Does this look normal to anyone? I don’t think so, but I thought I’d ask. It’s the nmap output for our company’s domain name, www.raellic.com which is on a static IP.
[quote]
Last login: Mon Feb 11 05:12:25 on ttys000
Andrews-iMac:~ wattersa$ nmap www.raellic.com
Starting Nmap 6.25 ( http://nmap.org ) at 2013-02-11 05:18 PST
Nmap scan report for www.raellic.com (173.236.255.68)
Host is up (0.034s latency).
rDNS record for 173.236.255.68: raellic.com
Not shown: 517 filtered ports, 478 closed ports
PORT STATE SERVICE
22/tcp open ssh
80/tcp open http
443/tcp open https
5269/tcp open xmpp-server
8080/tcp open http-proxy
Nmap done: 1 IP address (1 host up) scanned in 15.14 seconds
Andrews-iMac:~ wattersa$[/quote]
That’s from my (director of co.) workstation. We never opened a Jabber port (no. 5269 – xmpp-server) and there’s no reason it should be running an HTTP proxy on 8080. And of course, 517 filtered ports should be closed, not filtered.
From the server itself after ssh’ing into it, it’s even stranger:
[quote][ps34605]$ nmap www.raellic.com
Starting Nmap 5.21 ( http://nmap.org ) at 2013-02-11 05:21 PST
Nmap scan report for www.raellic.com (173.236.255.68)
Host is up (0.00072s latency).
rDNS record for 173.236.255.68: raellic.com
Not shown: 994 closed ports
PORT STATE SERVICE
22/tcp open ssh
80/tcp open http
111/tcp open rpcbind
443/tcp open https
5269/tcp open unknown
5666/tcp filtered nrpe
Nmap done: 1 IP address (1 host up) scanned in 1.39 seconds
[ps34605]$ nmap 127.0.0.1
Starting Nmap 5.21 ( http://nmap.org ) at 2013-02-11 05:21 PST
Nmap scan report for localhost (127.0.0.1)

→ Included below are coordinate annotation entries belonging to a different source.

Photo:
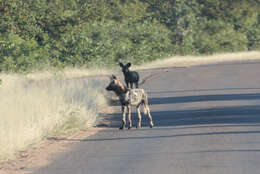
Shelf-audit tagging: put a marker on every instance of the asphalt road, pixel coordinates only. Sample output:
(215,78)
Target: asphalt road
(207,121)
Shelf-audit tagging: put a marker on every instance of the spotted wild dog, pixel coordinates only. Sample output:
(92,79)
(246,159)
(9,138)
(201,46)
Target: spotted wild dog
(131,77)
(130,97)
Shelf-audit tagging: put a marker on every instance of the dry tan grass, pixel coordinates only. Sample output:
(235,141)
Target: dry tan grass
(32,108)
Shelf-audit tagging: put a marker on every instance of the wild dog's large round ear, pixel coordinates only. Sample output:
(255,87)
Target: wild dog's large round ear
(120,64)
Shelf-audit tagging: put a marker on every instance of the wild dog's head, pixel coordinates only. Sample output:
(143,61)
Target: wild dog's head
(116,86)
(125,68)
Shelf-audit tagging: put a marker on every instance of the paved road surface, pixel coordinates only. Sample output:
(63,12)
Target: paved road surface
(207,121)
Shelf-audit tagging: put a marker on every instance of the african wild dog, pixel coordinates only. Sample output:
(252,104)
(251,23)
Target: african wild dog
(130,97)
(131,77)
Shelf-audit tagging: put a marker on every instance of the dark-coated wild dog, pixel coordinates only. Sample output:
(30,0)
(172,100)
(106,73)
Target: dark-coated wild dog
(130,97)
(131,77)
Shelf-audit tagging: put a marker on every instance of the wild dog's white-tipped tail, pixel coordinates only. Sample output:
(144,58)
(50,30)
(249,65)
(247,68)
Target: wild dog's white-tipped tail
(145,110)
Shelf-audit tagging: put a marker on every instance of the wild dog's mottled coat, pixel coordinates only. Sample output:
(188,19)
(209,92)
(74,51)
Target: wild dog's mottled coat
(128,98)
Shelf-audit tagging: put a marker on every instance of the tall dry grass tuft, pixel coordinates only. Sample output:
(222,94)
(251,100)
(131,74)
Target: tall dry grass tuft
(32,108)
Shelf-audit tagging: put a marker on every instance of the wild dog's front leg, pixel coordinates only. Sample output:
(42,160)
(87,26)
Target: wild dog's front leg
(139,116)
(129,117)
(123,118)
(149,115)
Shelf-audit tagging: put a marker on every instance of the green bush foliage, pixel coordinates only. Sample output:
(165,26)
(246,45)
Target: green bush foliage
(57,33)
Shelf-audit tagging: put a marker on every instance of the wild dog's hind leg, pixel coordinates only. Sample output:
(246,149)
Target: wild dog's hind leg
(123,117)
(129,117)
(139,116)
(149,114)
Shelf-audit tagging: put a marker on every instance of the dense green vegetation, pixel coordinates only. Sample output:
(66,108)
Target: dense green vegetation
(58,33)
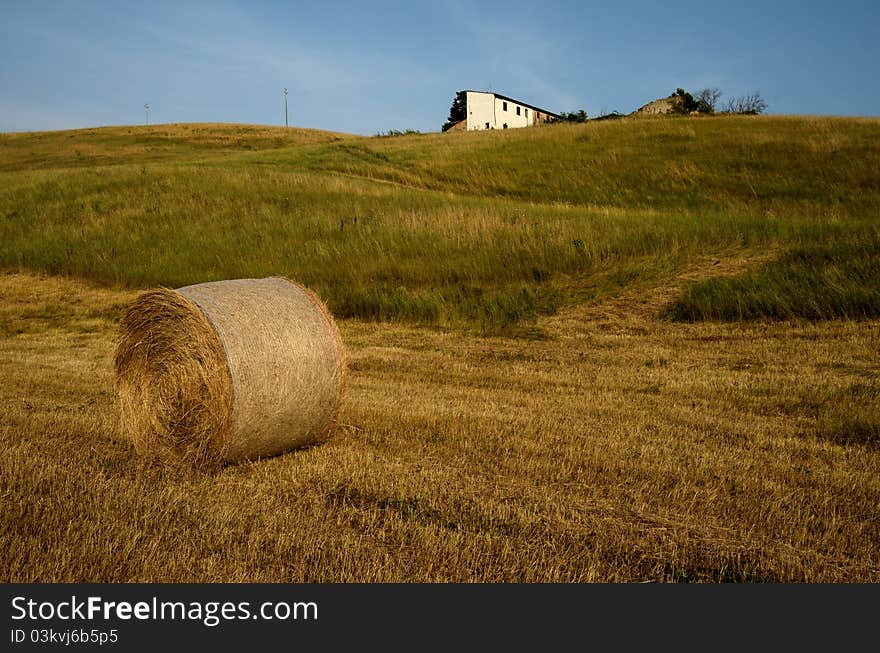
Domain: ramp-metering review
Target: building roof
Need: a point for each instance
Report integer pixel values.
(520, 102)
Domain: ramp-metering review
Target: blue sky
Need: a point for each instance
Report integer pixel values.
(374, 66)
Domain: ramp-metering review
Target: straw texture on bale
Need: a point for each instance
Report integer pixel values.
(227, 371)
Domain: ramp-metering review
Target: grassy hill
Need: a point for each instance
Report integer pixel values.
(577, 353)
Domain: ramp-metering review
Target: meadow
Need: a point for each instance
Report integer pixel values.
(635, 350)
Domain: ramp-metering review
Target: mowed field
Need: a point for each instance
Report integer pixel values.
(620, 351)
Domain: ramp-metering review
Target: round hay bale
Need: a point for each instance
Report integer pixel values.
(227, 371)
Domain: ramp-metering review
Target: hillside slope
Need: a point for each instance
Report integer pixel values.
(487, 229)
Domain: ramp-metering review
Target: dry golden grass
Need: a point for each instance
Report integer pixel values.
(617, 448)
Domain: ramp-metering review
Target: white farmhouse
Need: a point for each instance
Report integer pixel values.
(493, 111)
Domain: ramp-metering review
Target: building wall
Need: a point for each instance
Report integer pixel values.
(486, 111)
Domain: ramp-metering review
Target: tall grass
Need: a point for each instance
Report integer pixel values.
(486, 229)
(837, 278)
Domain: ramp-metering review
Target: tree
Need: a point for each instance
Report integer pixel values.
(707, 99)
(458, 110)
(751, 105)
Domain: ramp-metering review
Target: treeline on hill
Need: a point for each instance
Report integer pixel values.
(705, 101)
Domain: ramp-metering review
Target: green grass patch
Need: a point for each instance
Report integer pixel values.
(835, 279)
(485, 230)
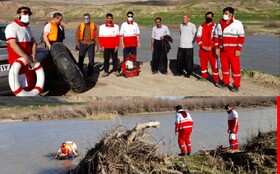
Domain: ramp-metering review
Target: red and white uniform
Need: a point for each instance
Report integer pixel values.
(23, 36)
(109, 36)
(130, 31)
(205, 37)
(229, 37)
(183, 126)
(233, 128)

Host is up (0.00074s latency).
Not shown: 993 closed ports
PORT STATE SERVICE
22/tcp open ssh
25/tcp open smtp
111/tcp open rpcbind
587/tcp open submission
5269/tcp open unknown
5555/tcp open freeciv
5666/tcp filtered nrpe
Nmap done: 1 IP address (1 host up) scanned in 1.37 seconds
[ps34605]$[/quote]
WTF. Granted, these are different versions of nmap, but they seem to show the same thing. Somehow, our company’s web server is running ports we never opened. The scan of 127.0.0.1 from the server itself is concerning because port 5555 (freeciv) is something I recognize from somewhere else.
Anyone have any insight into these strange scans? What does your own domain scan look like? What does our domain scanned from your system look like?
Dreamhost support is nowhere to be found on this, by the way. Otherwise we’re happy with the service and I personally have been a longtime customer.